The decision of Attorney General Eric Holder Friday to relocate five Guantanamo Bay detainees to New York City for trial in federal court was blasted by his predecessor later in the day.  

During a meeting of the Federalist Society in Washington on November 13, Michael Mukasey, who was attorney general in the last two years of the Bush administration, warned that with 9/11 mastermind Khalid Sheik Muhammad and other terrorists in New York, the question will now be ”whether the city will then become the focus of mischief in the form of murder by adherents of Khalid Sheik Muhammad.”

Mukasey, a former prosecutor and U.S. District judge from New York, was responding to me regarding an interview I had earlier that day with former New York City Mayor Ed Koch about Holder’s decision to transfer the Guantanamo inmates to New York for incarceration and trial.  

“I’m not going to second-guess Eric Holder,” Koch had told me, voicing his “great confidence” in the attorney general.  “The U.S. should not fear to incarcerate [Guantanamo detainees] and New York, like any other place, has to do its share.”

Koch, who served as the city’s Democratic mayor from 1977-89, went on to say that the Manhattan Corrections Center (where the detainees will be held pending trial) is a “very secure institution” that can be depended upon to hold the prisoners.

“If we decide to try them here [in the United States],” added Koch, “then it’s an outrage to say they can’t be tried in New York.”

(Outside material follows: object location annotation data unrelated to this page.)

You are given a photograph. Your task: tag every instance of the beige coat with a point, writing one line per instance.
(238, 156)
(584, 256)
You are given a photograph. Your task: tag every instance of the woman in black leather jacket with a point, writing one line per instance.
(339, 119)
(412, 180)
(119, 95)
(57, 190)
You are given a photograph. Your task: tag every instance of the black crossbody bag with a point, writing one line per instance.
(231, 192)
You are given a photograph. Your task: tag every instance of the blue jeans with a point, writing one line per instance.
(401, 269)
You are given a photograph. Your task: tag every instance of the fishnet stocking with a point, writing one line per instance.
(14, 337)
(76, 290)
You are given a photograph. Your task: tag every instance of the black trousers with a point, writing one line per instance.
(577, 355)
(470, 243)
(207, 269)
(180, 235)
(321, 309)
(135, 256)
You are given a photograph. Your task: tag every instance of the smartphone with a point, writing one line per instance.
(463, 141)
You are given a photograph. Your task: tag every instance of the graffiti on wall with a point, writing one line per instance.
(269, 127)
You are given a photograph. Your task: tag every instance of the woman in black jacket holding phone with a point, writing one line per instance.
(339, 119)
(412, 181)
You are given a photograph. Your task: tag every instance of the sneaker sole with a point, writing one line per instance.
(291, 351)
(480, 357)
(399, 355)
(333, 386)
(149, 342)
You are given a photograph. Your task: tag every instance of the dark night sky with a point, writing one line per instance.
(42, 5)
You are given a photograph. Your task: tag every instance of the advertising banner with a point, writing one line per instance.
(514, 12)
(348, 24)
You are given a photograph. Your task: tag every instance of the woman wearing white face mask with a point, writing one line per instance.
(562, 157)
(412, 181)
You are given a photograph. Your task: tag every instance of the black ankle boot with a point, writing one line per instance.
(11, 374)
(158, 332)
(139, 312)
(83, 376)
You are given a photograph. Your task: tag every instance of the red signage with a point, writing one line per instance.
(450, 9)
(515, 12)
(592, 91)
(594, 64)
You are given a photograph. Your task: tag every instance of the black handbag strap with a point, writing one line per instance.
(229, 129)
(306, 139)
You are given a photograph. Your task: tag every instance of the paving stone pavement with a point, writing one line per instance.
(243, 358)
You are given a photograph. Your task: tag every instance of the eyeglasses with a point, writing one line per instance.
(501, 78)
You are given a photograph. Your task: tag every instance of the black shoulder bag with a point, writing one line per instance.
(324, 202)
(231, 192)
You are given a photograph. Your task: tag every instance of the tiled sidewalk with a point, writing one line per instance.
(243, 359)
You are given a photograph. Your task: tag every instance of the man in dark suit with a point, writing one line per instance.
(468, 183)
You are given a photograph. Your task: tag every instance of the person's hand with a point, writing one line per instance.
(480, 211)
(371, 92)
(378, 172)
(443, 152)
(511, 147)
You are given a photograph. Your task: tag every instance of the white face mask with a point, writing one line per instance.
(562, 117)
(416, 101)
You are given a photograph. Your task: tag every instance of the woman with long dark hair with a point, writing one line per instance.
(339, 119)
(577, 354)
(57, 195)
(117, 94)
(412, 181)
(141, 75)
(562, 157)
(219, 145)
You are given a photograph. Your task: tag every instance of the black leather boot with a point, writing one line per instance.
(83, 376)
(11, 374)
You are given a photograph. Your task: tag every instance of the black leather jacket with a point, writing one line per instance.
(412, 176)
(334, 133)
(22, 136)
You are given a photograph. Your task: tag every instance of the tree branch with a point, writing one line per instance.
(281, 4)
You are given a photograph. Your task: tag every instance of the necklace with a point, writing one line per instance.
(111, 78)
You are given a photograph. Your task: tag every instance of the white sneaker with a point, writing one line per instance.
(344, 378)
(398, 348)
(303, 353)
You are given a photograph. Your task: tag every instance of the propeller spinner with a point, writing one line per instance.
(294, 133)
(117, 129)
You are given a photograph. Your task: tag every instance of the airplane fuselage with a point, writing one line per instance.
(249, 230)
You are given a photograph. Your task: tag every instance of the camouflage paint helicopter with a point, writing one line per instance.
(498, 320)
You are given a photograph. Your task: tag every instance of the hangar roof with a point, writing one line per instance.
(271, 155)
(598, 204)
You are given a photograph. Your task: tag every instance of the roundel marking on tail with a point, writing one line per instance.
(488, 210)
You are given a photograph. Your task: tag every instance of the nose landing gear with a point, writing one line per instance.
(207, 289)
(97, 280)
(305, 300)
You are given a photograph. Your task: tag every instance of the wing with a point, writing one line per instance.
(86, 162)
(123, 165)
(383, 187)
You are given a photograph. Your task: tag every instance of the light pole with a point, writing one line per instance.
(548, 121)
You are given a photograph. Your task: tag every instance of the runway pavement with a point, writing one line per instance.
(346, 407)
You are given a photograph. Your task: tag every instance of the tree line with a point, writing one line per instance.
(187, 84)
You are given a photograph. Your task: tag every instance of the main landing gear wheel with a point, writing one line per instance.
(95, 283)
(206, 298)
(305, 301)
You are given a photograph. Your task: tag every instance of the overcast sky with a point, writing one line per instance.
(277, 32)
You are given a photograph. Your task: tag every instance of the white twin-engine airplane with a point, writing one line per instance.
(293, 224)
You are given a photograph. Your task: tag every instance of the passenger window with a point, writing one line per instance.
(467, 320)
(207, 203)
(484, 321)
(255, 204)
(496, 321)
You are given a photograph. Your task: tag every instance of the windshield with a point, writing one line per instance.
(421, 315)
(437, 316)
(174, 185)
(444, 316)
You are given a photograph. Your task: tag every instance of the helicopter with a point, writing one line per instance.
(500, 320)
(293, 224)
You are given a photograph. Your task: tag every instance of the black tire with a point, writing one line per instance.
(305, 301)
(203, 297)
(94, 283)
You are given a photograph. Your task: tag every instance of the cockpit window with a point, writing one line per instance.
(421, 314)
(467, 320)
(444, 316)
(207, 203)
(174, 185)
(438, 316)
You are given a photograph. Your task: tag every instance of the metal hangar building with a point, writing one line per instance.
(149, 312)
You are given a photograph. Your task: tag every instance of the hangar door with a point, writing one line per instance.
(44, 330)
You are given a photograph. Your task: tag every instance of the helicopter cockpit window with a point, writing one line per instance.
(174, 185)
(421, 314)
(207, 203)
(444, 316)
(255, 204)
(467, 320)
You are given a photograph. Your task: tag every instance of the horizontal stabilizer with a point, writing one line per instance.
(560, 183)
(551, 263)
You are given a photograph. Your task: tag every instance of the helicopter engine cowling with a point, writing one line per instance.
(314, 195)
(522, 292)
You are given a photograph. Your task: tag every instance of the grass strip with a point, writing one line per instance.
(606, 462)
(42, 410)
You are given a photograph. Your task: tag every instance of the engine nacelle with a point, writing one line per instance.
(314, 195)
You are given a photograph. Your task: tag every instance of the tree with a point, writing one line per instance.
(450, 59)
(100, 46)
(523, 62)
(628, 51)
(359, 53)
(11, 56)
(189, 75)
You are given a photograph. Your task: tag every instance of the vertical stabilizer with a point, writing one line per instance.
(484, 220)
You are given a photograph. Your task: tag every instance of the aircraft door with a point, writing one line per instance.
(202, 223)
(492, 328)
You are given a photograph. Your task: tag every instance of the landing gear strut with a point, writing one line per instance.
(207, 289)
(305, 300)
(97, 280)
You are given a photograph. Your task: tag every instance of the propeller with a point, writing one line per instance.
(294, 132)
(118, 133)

So what, I asked Koch’s fellow New Yorker Mukasey, does he think of the former mayor’s comments on their city holding the detainees?

“Yeah, the MCC is a very secure place,” shot back Mukasey, “All that shows is that if you ask the wrong question, you’re sure to get the wrong answer.”

“Of course it’s secure. They’re not going to escape. The question is not whether they are going to escape. The question is whether, not only that particular facility but the city at large, will then become the focus for mischief in the form of murder by adherents of Khalid Sheikh Muhammad.  Whether this raises the odds that it will, I would suggest to you that it raises them very high [emphasis added].”

Mukasey went on to say “the proceeding, assuming it goes forward within the lifetime of everyone in this room, is one where confidential information is able to be kept confidential and whether the trial is able to proceed in an orderly fashion.”  

He also said of Holder’s decision that “I can’t see anything good coming out of this. I can’t see anything good coming out of it very quickly.  I think it would have been far preferable to have tried these cases in the venue that Congress created for trying them and where they were to be tried [before Holder moved them].”

In his address to the Federalist Society, Mukasey slammed the Obama administration, charging it has “abandoned the view we should be in a war” and reverted to a “9/10” attitude regarding criminal justice (referring to the attitude before 9/11, when how the judicial system deals with terrorists suddenly became a top issue).  

This is just the latest in a long string of what the nation’s former top law enforcement official called “pullbacks” in the U.S. attitude toward intelligence gathering and counter-terrorism, “beginning with Watergate, followed by the Church Committee [which investigated the CIA in 1975].”  This “9/10” attitude, Mukasey recalled, “prevailed in the 1990s, when we had the first World Trade Center bombing in 1993 and the bombing of the U.S.S. Cole in 2000.”